Roxy’s grin spread into a full smile. “Right on.”

Twelve

One would think that Isaiah, who may or may not be a drug kingpin, sending his minions to the bar would be the most pressing problem at hand, but because I specialized in dumb, it wasn’t.

Standing in the kitchen of the house, my gaze shifted from the bottle of José and the two shot glasses Jax had also taken from the bar, to the current huge pain in my ass.

Half of his full lips were tilted up in a lazy grin that matched the lazy look to his brown eyes. He was leaning against the counter, well-defined arms folded across his chest.

An attractive pain in my ass, but still, a pain in my ass.

“No.” I said again, for probably the tenth time. We’d been back at the house for about forty minutes, and every minute had been spent with him telling me to take a shot and me telling him various reasons as to why I couldn’t.

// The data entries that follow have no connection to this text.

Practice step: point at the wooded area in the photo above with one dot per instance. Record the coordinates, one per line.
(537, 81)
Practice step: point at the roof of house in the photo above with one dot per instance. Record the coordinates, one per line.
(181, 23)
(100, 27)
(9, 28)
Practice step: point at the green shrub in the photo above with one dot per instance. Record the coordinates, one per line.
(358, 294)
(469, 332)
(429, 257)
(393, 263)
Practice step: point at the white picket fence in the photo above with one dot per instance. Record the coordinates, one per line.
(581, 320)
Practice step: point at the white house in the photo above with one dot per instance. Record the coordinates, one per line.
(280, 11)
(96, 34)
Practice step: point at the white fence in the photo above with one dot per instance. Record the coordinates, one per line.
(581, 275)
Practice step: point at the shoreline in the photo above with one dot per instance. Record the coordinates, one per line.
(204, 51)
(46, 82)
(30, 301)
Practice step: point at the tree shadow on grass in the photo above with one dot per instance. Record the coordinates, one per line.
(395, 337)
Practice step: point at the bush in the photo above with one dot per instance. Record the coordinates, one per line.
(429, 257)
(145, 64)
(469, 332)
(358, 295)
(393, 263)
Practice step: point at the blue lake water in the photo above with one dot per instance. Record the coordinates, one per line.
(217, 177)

Not once did he lose his patience.

Not once did he get angry.

Not once did he make fun of me for not wanting to drink.

Not once did I not have to stop myself from telling him the truth to why I didn’t drink.

I was running out of excuses, and my gaze shifted back to the full shot glasses. I swallowed, frustrated and . . . just really frustrated. It wasn’t like I never wanted to drink. I wanted to. I wanted to experience what everyone and their mother apparently liked to indulge in. Being drunk was a great unknown to me.